= Black Cross (Hezekiah Jones) =

"Black Cross" (AKA "Hezekiah Jones", after the main character) is a poem by Joseph Simon Newman (uncle of screen actor Paul Newman), published in his 1948 collection It Could Be Verse!

Hezekiah was a poor black farmer, who worked his two acres of land; but, he also saved up for and read books. The white folks thereabouts thought him harmless enough, but that "reading ain't no good for an ignorant nigger". Reverend Green, of the white man's church, visited him and asked if he believed in the Lord, the church, and Heaven. Hezekiah replied, that he'd never seen the Lord; that the church was divided; and that he tried to be as good as he could without expecting anything from Heaven or the Lord.

"You don't believe nothin'," said the white man's preacher.
"Oh yes I do," said Hezekiah,
"I believe that a man should be beholding to his neighbor
Without the reward of Heaven or the fear of hell fire."

“Well, there's a lot of good ways for a man to be wicked!"
And they hung Hezekiah as high as a pigeon,
And the nice folks around said, "Well, he had it comin'
'Cause the son-of-a-bitch didn't have no religion!"

The poem was a signature piece of the American stage performer Lord Buckley. A live performance, in which he speaks the words over a solo female voice singing and humming the spiritual "Kumbaya" and a sparse instrumental accompaniment, is included on his 1959 album Way Out Humor, re-released in 1964 as Lord Buckley in Concert.

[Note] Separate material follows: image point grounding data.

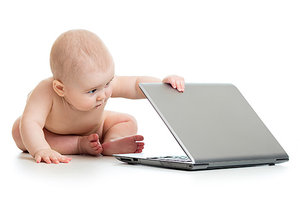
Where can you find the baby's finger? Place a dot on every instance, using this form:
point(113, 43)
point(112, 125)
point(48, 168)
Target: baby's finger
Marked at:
point(182, 85)
point(173, 83)
point(178, 85)
point(64, 159)
point(54, 160)
point(38, 159)
point(47, 159)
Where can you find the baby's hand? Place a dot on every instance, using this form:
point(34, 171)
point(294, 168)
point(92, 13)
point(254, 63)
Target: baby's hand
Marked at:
point(50, 156)
point(175, 81)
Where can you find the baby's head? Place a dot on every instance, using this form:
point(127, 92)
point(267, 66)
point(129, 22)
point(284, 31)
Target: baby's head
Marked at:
point(76, 52)
point(79, 62)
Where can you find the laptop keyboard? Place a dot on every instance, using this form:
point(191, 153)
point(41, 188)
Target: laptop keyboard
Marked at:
point(171, 158)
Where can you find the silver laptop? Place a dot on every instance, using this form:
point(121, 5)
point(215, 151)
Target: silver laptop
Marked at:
point(213, 124)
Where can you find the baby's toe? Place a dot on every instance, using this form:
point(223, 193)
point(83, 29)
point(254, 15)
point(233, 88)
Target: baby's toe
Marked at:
point(93, 137)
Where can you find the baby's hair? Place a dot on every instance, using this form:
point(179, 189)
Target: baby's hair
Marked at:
point(76, 51)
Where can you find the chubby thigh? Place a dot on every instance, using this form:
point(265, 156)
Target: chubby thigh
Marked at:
point(116, 125)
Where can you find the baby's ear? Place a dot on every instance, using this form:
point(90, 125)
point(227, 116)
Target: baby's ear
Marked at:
point(58, 87)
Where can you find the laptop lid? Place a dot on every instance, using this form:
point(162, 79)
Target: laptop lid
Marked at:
point(213, 123)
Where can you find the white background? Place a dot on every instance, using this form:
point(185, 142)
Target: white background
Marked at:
point(252, 44)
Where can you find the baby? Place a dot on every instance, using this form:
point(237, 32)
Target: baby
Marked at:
point(65, 113)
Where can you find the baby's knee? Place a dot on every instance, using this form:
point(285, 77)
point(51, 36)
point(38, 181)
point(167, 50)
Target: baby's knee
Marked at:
point(17, 136)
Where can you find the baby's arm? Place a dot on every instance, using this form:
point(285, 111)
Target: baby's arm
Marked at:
point(32, 123)
point(128, 86)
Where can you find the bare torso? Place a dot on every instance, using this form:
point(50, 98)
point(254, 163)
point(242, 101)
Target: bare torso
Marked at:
point(64, 119)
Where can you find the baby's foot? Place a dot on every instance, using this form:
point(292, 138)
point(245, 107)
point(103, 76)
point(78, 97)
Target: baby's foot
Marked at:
point(123, 145)
point(89, 145)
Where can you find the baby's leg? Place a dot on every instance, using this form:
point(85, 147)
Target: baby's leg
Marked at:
point(119, 134)
point(64, 144)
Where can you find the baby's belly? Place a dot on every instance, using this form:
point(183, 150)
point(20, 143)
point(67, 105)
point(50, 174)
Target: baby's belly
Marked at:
point(82, 128)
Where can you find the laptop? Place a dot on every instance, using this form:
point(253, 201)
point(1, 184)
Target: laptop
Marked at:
point(213, 124)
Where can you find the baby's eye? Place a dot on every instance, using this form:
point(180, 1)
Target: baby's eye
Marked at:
point(92, 91)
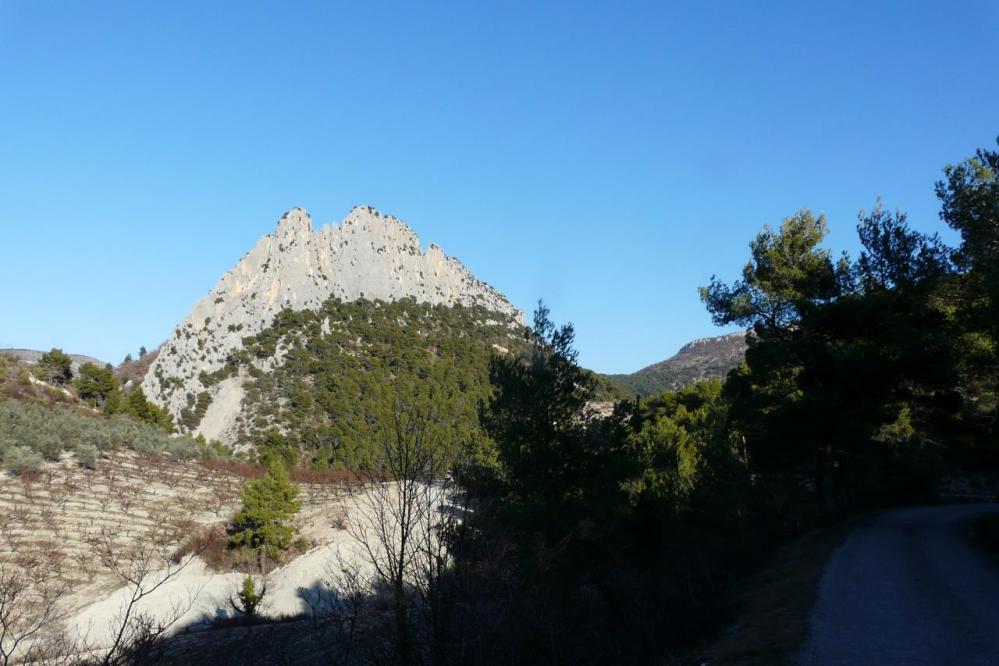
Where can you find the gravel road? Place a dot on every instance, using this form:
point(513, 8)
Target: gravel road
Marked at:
point(908, 587)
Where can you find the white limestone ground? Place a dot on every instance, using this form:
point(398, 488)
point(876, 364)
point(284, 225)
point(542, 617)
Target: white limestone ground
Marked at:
point(370, 256)
point(205, 596)
point(51, 520)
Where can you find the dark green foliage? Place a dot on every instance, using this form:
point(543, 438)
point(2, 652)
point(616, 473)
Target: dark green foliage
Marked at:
point(248, 600)
point(346, 363)
point(970, 205)
point(622, 530)
point(138, 407)
point(95, 384)
point(537, 416)
point(56, 367)
point(264, 522)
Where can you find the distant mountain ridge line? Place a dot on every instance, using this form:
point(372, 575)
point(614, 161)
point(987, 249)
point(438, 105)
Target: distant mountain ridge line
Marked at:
point(699, 359)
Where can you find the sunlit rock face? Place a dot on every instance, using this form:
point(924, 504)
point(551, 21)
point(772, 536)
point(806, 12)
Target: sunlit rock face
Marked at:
point(369, 255)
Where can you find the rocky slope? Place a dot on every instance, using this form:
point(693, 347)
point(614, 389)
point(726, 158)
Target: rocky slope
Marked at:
point(369, 256)
point(700, 359)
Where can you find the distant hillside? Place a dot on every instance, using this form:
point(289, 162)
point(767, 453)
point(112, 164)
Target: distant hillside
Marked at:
point(31, 356)
point(697, 360)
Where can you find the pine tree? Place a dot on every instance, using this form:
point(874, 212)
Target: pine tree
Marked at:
point(268, 506)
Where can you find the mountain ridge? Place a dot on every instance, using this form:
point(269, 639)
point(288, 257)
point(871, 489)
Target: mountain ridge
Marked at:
point(699, 359)
point(369, 256)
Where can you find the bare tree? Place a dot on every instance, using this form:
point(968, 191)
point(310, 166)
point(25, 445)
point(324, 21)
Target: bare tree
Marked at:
point(30, 590)
point(143, 565)
point(401, 521)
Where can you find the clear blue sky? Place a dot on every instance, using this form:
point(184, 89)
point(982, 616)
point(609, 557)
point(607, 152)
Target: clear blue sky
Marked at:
point(607, 157)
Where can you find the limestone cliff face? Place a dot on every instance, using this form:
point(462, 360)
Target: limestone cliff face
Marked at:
point(369, 255)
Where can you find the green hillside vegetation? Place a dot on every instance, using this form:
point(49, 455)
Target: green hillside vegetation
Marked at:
point(705, 359)
point(39, 422)
point(335, 389)
point(611, 541)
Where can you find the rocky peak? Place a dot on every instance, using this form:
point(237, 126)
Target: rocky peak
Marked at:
point(369, 255)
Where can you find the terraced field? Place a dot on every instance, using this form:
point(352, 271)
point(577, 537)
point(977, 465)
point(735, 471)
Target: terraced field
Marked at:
point(73, 538)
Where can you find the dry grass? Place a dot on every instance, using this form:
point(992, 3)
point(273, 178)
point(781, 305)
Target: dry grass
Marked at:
point(773, 607)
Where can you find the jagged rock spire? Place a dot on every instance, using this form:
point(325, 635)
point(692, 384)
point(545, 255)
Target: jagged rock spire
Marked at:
point(369, 255)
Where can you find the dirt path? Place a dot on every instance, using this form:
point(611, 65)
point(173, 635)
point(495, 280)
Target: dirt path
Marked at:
point(908, 587)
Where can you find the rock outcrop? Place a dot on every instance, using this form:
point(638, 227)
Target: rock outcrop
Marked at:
point(370, 256)
point(697, 360)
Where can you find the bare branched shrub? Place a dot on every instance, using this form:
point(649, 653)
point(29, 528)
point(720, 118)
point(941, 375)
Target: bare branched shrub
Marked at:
point(401, 525)
point(30, 589)
point(142, 564)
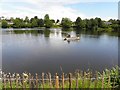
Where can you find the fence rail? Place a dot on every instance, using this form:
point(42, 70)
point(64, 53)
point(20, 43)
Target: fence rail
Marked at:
point(77, 80)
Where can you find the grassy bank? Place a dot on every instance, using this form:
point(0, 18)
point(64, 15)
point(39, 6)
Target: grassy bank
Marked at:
point(106, 79)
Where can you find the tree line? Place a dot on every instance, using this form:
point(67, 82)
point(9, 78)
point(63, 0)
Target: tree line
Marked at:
point(84, 24)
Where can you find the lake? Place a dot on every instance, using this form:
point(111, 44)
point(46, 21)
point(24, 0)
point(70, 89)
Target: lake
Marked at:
point(42, 50)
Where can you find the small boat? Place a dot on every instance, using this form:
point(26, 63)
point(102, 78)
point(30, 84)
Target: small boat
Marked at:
point(72, 38)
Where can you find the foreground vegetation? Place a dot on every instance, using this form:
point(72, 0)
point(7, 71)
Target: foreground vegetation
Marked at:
point(106, 79)
point(93, 24)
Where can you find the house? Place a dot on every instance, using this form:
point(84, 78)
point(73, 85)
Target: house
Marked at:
point(108, 23)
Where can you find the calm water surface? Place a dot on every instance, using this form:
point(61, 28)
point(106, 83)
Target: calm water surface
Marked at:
point(37, 51)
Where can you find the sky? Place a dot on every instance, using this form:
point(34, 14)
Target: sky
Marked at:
point(105, 9)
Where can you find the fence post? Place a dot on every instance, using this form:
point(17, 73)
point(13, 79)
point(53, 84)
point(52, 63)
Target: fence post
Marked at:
point(77, 77)
point(70, 80)
point(36, 81)
point(29, 81)
point(103, 80)
point(23, 84)
point(109, 80)
point(4, 81)
point(43, 80)
point(96, 79)
point(89, 79)
point(17, 76)
point(84, 76)
point(50, 82)
point(63, 80)
point(57, 81)
point(10, 81)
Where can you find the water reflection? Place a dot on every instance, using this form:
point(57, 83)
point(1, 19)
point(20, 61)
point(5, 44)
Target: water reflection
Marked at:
point(39, 51)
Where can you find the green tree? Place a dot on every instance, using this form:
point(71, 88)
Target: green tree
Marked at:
point(79, 23)
point(41, 22)
point(26, 19)
point(66, 23)
point(57, 21)
point(48, 23)
point(4, 24)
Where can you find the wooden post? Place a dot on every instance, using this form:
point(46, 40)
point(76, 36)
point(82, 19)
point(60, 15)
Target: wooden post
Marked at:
point(43, 80)
point(17, 76)
point(77, 77)
point(70, 80)
point(36, 81)
point(50, 82)
point(96, 79)
point(103, 80)
point(29, 81)
point(84, 76)
point(63, 80)
point(109, 80)
point(32, 82)
point(10, 81)
point(89, 79)
point(23, 84)
point(4, 81)
point(57, 81)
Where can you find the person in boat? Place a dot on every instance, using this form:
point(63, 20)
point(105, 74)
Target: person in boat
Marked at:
point(68, 36)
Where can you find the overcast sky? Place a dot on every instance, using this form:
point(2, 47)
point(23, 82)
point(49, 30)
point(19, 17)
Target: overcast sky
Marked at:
point(60, 8)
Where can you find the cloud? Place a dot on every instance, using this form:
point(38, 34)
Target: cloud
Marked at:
point(55, 8)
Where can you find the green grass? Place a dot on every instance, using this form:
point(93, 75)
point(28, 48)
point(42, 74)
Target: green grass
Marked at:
point(111, 80)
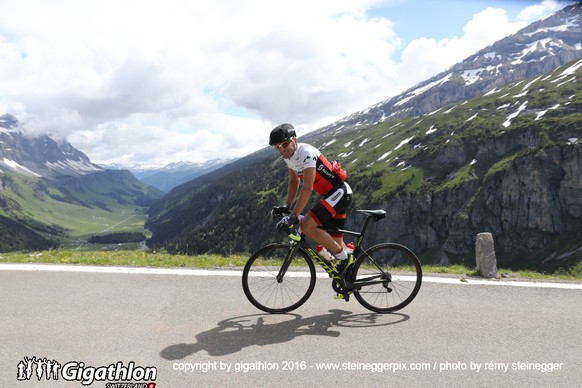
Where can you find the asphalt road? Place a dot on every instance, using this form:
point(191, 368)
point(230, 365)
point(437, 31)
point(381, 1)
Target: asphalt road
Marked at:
point(455, 334)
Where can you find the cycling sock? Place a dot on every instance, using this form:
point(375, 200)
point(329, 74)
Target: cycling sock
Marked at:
point(343, 255)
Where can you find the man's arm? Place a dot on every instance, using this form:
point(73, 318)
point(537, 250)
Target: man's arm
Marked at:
point(292, 187)
point(306, 190)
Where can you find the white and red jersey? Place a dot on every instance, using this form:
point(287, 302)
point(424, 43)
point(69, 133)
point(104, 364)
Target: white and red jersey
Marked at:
point(328, 175)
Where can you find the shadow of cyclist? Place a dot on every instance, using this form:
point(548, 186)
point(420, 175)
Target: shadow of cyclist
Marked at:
point(234, 334)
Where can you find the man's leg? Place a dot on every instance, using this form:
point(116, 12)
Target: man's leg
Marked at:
point(310, 227)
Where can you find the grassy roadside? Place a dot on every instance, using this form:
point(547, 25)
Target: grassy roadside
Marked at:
point(165, 260)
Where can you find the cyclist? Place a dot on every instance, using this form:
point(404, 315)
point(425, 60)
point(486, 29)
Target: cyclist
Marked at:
point(306, 163)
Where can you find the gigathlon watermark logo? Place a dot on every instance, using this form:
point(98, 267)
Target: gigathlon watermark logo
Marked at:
point(117, 374)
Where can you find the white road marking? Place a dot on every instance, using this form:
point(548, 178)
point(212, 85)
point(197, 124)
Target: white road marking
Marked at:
point(236, 273)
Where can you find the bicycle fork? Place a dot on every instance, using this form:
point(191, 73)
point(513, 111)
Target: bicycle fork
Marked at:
point(286, 263)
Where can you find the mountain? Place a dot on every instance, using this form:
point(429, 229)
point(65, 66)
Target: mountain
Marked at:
point(503, 157)
point(39, 156)
point(174, 174)
point(536, 49)
point(50, 192)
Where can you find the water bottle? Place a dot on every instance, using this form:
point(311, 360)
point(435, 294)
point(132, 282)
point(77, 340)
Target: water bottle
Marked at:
point(350, 247)
point(324, 253)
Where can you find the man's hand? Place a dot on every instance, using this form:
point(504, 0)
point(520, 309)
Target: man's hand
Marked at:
point(288, 222)
point(280, 210)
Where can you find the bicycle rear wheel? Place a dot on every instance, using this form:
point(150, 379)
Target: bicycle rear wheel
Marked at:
point(400, 270)
point(269, 293)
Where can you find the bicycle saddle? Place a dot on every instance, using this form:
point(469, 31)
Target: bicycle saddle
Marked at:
point(377, 214)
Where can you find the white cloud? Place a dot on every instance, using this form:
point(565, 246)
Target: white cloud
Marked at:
point(161, 81)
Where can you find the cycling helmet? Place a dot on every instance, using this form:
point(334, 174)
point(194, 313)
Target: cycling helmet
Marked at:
point(281, 134)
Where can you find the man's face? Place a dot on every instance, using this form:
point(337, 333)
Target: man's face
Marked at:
point(287, 149)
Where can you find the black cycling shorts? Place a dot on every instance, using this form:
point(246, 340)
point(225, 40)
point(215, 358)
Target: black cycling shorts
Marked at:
point(331, 209)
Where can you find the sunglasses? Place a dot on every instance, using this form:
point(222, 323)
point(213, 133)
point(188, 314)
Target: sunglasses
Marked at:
point(283, 145)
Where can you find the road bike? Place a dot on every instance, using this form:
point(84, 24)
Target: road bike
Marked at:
point(280, 277)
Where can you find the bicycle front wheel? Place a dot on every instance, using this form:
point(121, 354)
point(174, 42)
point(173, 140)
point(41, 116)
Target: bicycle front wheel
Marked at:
point(269, 290)
point(396, 273)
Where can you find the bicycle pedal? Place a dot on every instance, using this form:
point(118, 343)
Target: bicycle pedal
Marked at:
point(342, 296)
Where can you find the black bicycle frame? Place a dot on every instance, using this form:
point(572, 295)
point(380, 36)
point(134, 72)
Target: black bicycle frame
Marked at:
point(358, 251)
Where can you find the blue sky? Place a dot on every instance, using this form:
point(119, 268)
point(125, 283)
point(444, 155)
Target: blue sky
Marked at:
point(161, 81)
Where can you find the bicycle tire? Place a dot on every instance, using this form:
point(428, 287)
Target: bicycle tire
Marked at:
point(262, 288)
point(405, 277)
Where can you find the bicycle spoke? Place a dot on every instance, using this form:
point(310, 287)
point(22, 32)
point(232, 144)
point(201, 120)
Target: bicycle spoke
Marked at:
point(388, 261)
point(262, 286)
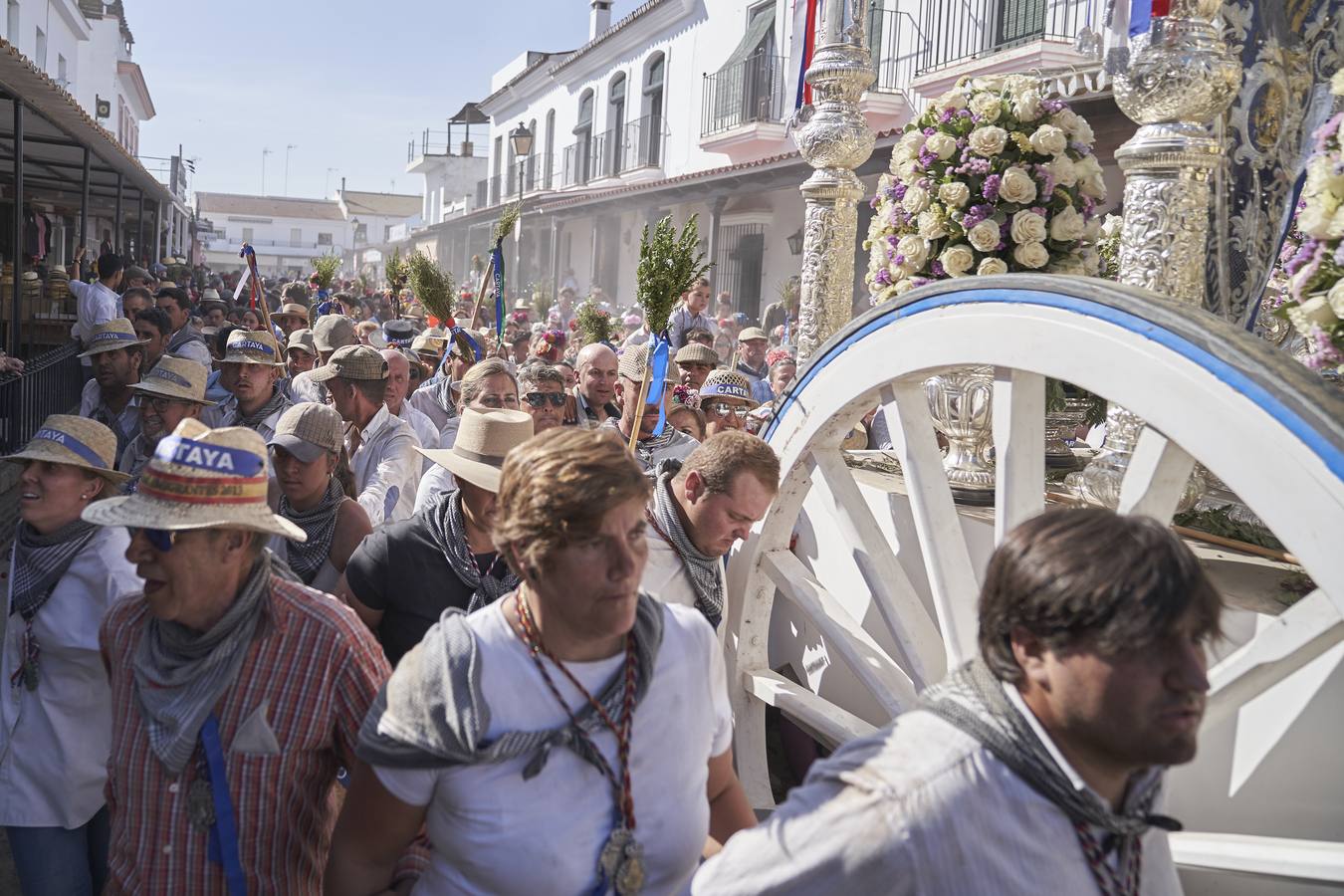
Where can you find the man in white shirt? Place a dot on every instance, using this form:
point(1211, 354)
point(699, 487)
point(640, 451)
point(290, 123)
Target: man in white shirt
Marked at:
point(1037, 766)
point(95, 303)
point(698, 511)
point(380, 446)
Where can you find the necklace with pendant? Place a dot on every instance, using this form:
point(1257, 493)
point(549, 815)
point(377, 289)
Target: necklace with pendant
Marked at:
point(621, 860)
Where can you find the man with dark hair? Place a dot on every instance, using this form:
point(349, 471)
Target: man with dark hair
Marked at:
point(153, 327)
point(185, 340)
point(95, 303)
point(698, 511)
point(1035, 768)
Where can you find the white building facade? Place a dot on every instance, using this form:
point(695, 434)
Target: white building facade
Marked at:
point(680, 108)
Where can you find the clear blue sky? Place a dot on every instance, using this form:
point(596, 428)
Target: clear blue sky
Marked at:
point(348, 84)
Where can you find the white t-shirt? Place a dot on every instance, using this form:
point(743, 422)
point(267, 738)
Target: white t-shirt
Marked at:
point(496, 833)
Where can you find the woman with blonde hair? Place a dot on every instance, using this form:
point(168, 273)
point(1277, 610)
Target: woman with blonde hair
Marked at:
point(575, 722)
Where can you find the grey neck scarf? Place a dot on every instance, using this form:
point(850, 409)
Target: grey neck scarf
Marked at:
point(39, 560)
point(432, 714)
point(706, 572)
point(277, 402)
point(448, 526)
point(180, 675)
point(307, 558)
point(974, 700)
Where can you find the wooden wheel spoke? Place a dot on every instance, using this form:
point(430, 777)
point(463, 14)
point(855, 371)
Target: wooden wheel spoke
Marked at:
point(1301, 633)
point(820, 718)
point(914, 633)
point(1159, 470)
point(844, 634)
point(952, 576)
point(1018, 429)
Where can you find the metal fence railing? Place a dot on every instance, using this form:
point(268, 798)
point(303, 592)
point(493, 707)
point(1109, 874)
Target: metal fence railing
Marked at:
point(971, 29)
point(742, 93)
point(50, 384)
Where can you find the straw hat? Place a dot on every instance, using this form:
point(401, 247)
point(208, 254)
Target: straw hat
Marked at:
point(696, 353)
point(310, 430)
point(483, 439)
point(76, 441)
point(200, 479)
point(253, 346)
point(177, 377)
point(728, 385)
point(302, 338)
point(292, 310)
point(352, 362)
point(114, 335)
point(333, 332)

Early in his career, Bob Dylan performed the poem, in slightly shortened form, as a spoken piece with guitar accompaniment in a style based on that of Lord Buckley. Two amateur recordings exist: on one of the Minnesota Hotel Tapes, December 1961, and on the Second Gaslight Tape, October 1962. The Minnesota performance was released on the 1969 bootleg album Great White Wonder, and has since been included in other unofficial compilations. The Gaslight performance was released on the unofficial 1985 album Gaslight Tapes.